Sayangnya, sikap BI masih belum melunak dalam hal cryptocurrency yang sebenarnya juga dikembangkan dengan teknologi blockchain. Gubernur BI Agus Martowardojo masih menyatakan bahwa Bitcoin bukanlah alat pembayaran resmi di Indonesia. “Jadi masyarakat harus tahu jangan menggunakan Bitcoin sebagai alat pembayaran, karena artinya transaksi tersebut berisiko,” ujar Agus.
Sejumlah bank-bank lain, seperti Bank Mandiri dan BNI. Keduanya menyatakan belum menjalin kerja sama apapun dengan Bitcoin Indonesia, sebuah platform penukaran Bitcoin yang telah beroperasi di tanah air. Padahal, nama kedua bank tersebut sempat muncul di dalam platform tersebut.
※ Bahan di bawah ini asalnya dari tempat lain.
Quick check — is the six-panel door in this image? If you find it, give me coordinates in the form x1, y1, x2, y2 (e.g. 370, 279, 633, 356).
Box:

Direktur BNI Anggoro Eko Cahyo menjelaskan bahwa pihaknya sejauh ini belum menyediakan dan menggunakan Bitcoin untuk bertransaksi. “Namun bisa jadi pembelian Bitcoin kepada perorangan atau pihak tertentu dilakukan dengan transfer uang rupiah lewat layanan BNI,” tutur Anggoro kepada Investor Daily.
Pemerintah Singapura tidak akan meregulasi cryptocurrency
Berbeda dengan BI, pihak pemerintah Singapura justru menyatakan bahwa mereka tidak akan meregulasi transaksi cryptocurrency. Meski begitu, mereka tetap akan waspada terhadap bahaya finansial yang mungkin ditimbulkan oleh mata uang digital tersebut.
Dalam sebuah wawancara dengan Bloomberg, Managing Director dari Monetary Authority of Singapore (MAS) Ravi Menon menyatakan bahwa pihaknya akan memantau aktivitas jual beli cryptocurrency seperti Bitcoin dan Ethereum sebelum memutuskan aturan seperti apa yang perlu mereka buat.
Saat ini, MAS juga tengah bekerja sama dengan beberapa lembaga pembayaran untuk memastikan bahwa platform penjualan cryptocurrency tetap menjalankan aturan Know Your Customer (KYC) dan Anti Pencucian Uang (AML) dengan baik.
Kebijakan ini pun menjadi angin segar bagi para startup blockchain dan cryptocurrency di Singapura. Hal ini pun menjadikan mereka serupa dengan Jepang dan Hong Kong yang juga menerapkan kebijakan yang sama, dan membuat ketiga negara tersebut berpotensi menjadi pusat startup blockchain di Asia.